Although our volumetric evaluations of the PDL showed that probiotic treatment could not prevent the thinning of this tissue, the clearly restored density of PDL fibres found by histology proves the potential of probiotics an adjunctive therapy in conditions where PDL degradation may occur. It is questionable whether the prebiotically modified microbiome complex plays the critical role in such preventive effects on Sharpey fibre39,42,56,57,58,59. The possible effect of such PDL alterations on the mechanical resistance also needs to be investigated fora better understanding of the PDL remodelling in dental patients with AN and other eating disorders. It is imperative to determine whether the effects of AN on the PDL observed in animal models are also present in clinical patients. Additionally, examining the impact of probiotic supplementation on the outcome of dental treatment in these patients is essential. Furthermore, future research could explore the potential synergistic effects of combining probiotics with other adjunctive treatments such as paraprobiotics, postbiotics, prebiotics, lysates, omega-3 fatty acids, vitamin C and D, ozone and light therapy. These approaches have previously demonstrated positive impacts on periodontal health and anti-inflammatory properties, offering promising avenues for enhancing periodontal vitality under ABA-like conditions47,48,51,60,61,62,63,64,65,66.
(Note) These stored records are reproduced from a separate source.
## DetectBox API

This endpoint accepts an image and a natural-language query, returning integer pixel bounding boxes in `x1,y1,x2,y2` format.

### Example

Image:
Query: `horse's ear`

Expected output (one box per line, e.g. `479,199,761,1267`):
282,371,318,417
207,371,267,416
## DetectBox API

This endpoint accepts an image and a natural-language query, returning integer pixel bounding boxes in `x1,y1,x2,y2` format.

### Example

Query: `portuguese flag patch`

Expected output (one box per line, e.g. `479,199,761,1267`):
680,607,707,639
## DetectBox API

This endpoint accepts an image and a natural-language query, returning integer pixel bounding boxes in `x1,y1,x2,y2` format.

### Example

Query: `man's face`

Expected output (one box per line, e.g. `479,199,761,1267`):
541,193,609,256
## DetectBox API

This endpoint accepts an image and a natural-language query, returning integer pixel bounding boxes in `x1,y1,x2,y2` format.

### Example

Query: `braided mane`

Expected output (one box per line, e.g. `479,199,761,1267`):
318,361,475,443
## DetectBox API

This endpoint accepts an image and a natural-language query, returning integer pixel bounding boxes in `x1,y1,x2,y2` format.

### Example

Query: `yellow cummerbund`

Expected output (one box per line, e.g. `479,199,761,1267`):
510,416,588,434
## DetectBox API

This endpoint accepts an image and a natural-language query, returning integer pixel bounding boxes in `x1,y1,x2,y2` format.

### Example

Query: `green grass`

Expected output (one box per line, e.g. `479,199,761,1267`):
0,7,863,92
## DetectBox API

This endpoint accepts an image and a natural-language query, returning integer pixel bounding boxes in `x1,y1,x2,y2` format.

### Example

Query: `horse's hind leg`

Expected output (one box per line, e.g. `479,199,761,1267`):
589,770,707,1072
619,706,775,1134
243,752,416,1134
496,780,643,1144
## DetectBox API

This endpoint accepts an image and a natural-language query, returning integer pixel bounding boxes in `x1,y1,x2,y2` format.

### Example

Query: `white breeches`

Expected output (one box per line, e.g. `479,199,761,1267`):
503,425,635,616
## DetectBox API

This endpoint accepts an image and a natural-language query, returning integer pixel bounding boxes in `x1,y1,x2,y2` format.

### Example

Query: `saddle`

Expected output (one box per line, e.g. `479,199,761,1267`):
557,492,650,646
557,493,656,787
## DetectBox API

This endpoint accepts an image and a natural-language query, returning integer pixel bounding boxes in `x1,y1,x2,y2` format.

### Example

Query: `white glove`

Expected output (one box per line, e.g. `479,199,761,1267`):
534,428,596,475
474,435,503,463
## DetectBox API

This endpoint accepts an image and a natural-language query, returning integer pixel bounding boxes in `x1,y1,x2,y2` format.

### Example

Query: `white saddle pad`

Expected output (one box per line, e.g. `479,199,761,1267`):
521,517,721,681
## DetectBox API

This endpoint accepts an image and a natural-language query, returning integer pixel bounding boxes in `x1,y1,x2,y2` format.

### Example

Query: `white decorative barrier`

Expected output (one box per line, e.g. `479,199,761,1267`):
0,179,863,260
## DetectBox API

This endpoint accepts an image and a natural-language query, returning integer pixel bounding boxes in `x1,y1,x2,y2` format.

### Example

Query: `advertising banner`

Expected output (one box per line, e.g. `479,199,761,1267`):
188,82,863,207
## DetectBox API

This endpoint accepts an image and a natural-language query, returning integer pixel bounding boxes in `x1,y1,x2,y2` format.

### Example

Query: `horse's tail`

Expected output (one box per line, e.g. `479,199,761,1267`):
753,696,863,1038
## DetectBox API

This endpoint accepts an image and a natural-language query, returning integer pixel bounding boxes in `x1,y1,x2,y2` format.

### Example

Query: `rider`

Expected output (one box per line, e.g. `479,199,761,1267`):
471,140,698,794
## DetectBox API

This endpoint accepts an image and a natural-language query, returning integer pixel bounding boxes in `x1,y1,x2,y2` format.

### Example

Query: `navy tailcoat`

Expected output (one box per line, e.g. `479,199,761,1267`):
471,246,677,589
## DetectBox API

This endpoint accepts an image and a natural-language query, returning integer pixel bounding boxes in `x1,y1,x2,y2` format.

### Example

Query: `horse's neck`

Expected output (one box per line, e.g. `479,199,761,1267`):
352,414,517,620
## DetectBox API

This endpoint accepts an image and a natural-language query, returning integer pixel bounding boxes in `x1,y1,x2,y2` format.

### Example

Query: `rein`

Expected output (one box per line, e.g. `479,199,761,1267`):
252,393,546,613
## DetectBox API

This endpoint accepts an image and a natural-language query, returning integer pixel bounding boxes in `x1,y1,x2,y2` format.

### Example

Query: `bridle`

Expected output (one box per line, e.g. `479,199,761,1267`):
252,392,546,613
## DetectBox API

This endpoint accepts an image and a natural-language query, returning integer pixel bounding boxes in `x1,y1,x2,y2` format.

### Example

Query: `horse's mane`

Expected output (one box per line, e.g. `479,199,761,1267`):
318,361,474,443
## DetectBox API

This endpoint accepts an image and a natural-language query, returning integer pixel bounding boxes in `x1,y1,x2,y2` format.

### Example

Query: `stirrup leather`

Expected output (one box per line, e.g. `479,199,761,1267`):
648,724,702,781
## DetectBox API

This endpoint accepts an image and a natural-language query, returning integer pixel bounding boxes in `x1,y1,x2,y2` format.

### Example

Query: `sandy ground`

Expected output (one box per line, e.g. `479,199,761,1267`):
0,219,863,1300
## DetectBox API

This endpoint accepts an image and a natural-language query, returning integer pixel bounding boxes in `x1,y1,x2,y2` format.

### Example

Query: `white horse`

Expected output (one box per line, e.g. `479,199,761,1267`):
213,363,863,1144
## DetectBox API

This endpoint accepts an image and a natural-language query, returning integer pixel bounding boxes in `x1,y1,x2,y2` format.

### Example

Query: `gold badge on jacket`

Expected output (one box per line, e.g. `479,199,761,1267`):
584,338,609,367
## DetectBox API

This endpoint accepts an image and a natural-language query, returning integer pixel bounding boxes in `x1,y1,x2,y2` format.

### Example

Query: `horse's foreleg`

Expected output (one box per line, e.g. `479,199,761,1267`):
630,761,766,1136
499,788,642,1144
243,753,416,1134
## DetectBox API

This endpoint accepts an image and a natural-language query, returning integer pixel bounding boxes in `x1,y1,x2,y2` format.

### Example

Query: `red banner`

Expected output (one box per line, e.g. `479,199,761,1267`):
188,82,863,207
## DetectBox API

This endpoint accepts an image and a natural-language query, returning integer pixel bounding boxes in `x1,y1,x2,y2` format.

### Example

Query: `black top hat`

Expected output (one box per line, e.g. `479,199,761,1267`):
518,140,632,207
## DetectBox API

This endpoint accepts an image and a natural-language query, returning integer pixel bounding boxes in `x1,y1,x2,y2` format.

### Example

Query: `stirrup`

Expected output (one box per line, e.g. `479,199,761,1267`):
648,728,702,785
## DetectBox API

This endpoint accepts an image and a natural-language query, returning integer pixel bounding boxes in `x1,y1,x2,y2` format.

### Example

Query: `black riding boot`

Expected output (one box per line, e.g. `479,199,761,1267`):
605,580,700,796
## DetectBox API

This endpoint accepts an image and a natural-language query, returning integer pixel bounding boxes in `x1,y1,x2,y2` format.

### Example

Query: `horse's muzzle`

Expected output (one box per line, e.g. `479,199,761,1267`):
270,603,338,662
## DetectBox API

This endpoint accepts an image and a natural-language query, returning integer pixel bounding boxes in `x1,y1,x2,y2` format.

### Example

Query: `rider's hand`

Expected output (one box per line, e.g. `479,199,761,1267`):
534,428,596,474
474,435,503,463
Evaluating periodontal ligament tissues presents certain limitations due to the methods employed in this research. Micro-CT evaluation provides insights into the hard tissue structures but is constrained in assessing the soft tissue aspects of the PDL. Meanwhile, histological analysis offers a more qualitative approach to examining PDL tissues; however, it is subject to variability influenced by examiner-dependent factors such as the position, size, and shape of the region of interest. These limitations underscore the necessity for molecular analyses that could elucidate underlying inflammatory responses or gene regulations contributing to observed phenomena. Such analyses are crucial for a comprehensive understanding and warrant further investigation in future studies. Additionally, while the ABA model serves as a useful proxy for studying lifestyle aspects associated with anorexia nervosa, it does not encompass the psychological dimensions of this condition. Consequently, this model may not fully replicate patient conditions, potentially leading to discrepancies between effects observed in animal models and those experienced by patients with anorexia nervosa.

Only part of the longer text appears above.